Recognizing how your stress may reveal itself can help you identify when it’s time to pause your work, leave your desk (remote or in-office) for a short break or take a moment to evaluate how you are interacting with your colleagues.
As we adjust to new realities of work given the current climate of COVID-19, below are a few insights into how stress shows up in each of the Emergenetics® Attributes as well as tips to help you reframe your mindset when engaging or connecting with others.
How Stress Can Appear through the Attributes
Under stress, this Attribute may be more focused on the “why” behind actions and decisions. The Analytical Attribute will likely ask for greater evidence and expertise as they search to for ways to support efficiency and follow best practices. This focus may be misperceived as skeptical.
- Practice listening reflectively
- Remain open to other perspectives
The Structural Attribute will likely want details and instructions to accompany any directives. Under stress, this Attribute may be more inclined to ask follow-up questions and seek clear guidelines and rules before moving forward. Such a thorough approach may be misperceived as unimaginative.
- Practice being curious about new ideas
- Be mindful about what details are essential to take action
Under stress, this Attribute may focus most of their attention on how the situation is impacting others. The Social Attribute often takes a compassionate and socially conscious approach, which can be misperceived as emotional and sensitive.

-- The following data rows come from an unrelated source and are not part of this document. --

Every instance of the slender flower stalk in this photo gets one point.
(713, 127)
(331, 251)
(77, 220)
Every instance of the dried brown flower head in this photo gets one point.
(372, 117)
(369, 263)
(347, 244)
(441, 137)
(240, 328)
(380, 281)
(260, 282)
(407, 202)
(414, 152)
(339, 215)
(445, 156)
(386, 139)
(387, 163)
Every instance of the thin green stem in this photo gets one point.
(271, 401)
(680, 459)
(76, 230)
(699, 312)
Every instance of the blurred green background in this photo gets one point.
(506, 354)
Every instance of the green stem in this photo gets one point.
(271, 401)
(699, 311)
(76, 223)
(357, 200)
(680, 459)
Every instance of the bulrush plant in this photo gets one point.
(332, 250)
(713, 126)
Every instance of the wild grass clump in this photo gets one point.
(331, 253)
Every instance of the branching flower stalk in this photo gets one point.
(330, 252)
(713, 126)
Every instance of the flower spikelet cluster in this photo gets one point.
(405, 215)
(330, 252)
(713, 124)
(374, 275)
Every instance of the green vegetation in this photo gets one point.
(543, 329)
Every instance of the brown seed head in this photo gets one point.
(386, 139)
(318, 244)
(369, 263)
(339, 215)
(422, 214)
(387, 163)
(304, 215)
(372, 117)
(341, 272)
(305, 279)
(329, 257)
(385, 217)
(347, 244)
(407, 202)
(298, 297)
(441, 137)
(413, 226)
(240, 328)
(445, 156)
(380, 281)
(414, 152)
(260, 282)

- Practice responding objectively
- Remember that actions taken are rarely, if ever, personal
The Conceptual Attribute enjoys taking a visionary approach and is typically interested in the big picture and the future. Under stress, this Attribute may want to experiment more than usual and focus on long-term ideas, which can be misperceived as inattentive or unstructured.
- Practice balancing short- and long-term needs
- Create a frame for your out-of-the-box ideas
Those in the first-third of Expressiveness may be reserved and keep their thoughts to themselves as they tend to process internally. This portion of the Expressiveness spectrum will likely need time to compose their thoughts, which may be misperceived as being disengaged.

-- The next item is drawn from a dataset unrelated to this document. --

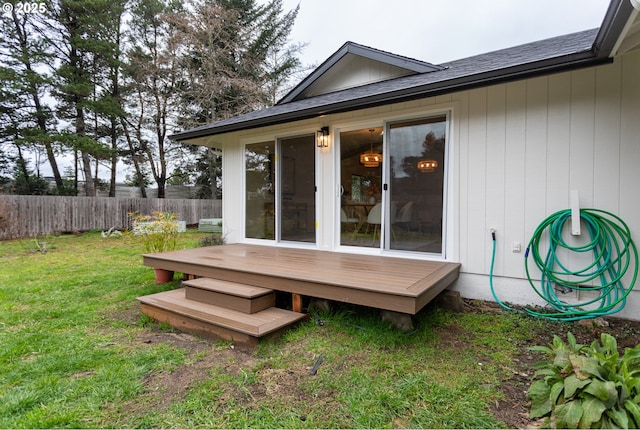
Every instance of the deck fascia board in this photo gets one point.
(397, 284)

- Prepare your thoughts beforehand
- Use non-verbal gestures to convey understanding
Those in the third-third of Expressiveness may want to talk through a situation with others. This Attribute likes to process externally in order to arrive at a conclusion, which can be misperceived as dismissive if individuals talk over one another.

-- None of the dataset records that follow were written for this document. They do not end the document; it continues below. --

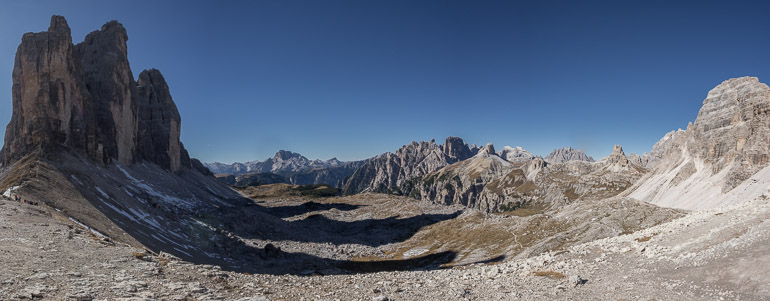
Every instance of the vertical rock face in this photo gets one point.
(562, 155)
(103, 56)
(618, 156)
(728, 143)
(84, 98)
(158, 122)
(49, 95)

- Practice pausing before speaking
- Allow for silence
Those in the first-third of Assertiveness may be amiable and compliant. Under stress, this Attribute may be even more inclined to go along with the majority to keep the peace, which can be misperceived as indifference.
- Ask questions to further decision-making
- Practice promoting your opinion
Those in the third-third of Assertiveness are often direct when expressing their thoughts as this Attribute enjoys debate and likes to move ideas forward quickly. This style may be misperceived as demanding, particularly under pressure.
- Listen actively to others’ opinions
- Practice working toward consensus
Those in the first-third of Flexibility get energy from executing on a plan once a decision has been made. Under stress, this Attribute may be even more inclined to take a firm stance on staying the course, which can be misperceived as stubborn.
- Remain curious about different points of view
- Practice considering multiple options
Those in the third-third of Flexibility like to entertain multiple options throughout the process. This Attribute enjoys working on various tasks, frequently switching gears and changing directions, which can be misperceived as indecisive.
- Practice committing to one decision
- Narrow your focus by asking where there is room for change
Stress will show up throughout our lives, and particularly in the face of unfamiliar situations like COVID-19. As you go through your day and reflect on your interactions, I encourage you to consider where your preferences lie and how they may impact your work and your interactions. I also invite you to use a tool like the Emergenetics Profile to help you more easily recognize and understand your patterns of thinking and behaving.
As a final thought, I’d like to leave you with some recommendations from the Centers for Disease Control and Prevention (CDC). As you seek to understand your stress and make improvements in the way you work, consider incorporating these coping tips into your daily practices:
- Take breaks from the media. If you feel your anxiety rising, put down your phone and try being present in the moment.
- Take care of your body. This may include a balanced diet, exercise, a good night’s sleep and meditation.
- Make time to unwind. Find ways to continue doing the activities you have always loved.
- Connect with others. Whether over the phone, email or video chat, be sure to share your feelings with others.
By taking time for yourself, you should be able to more easily identify stress when you feel it and reframe your mindset as you work with others to help support both your needs and theirs.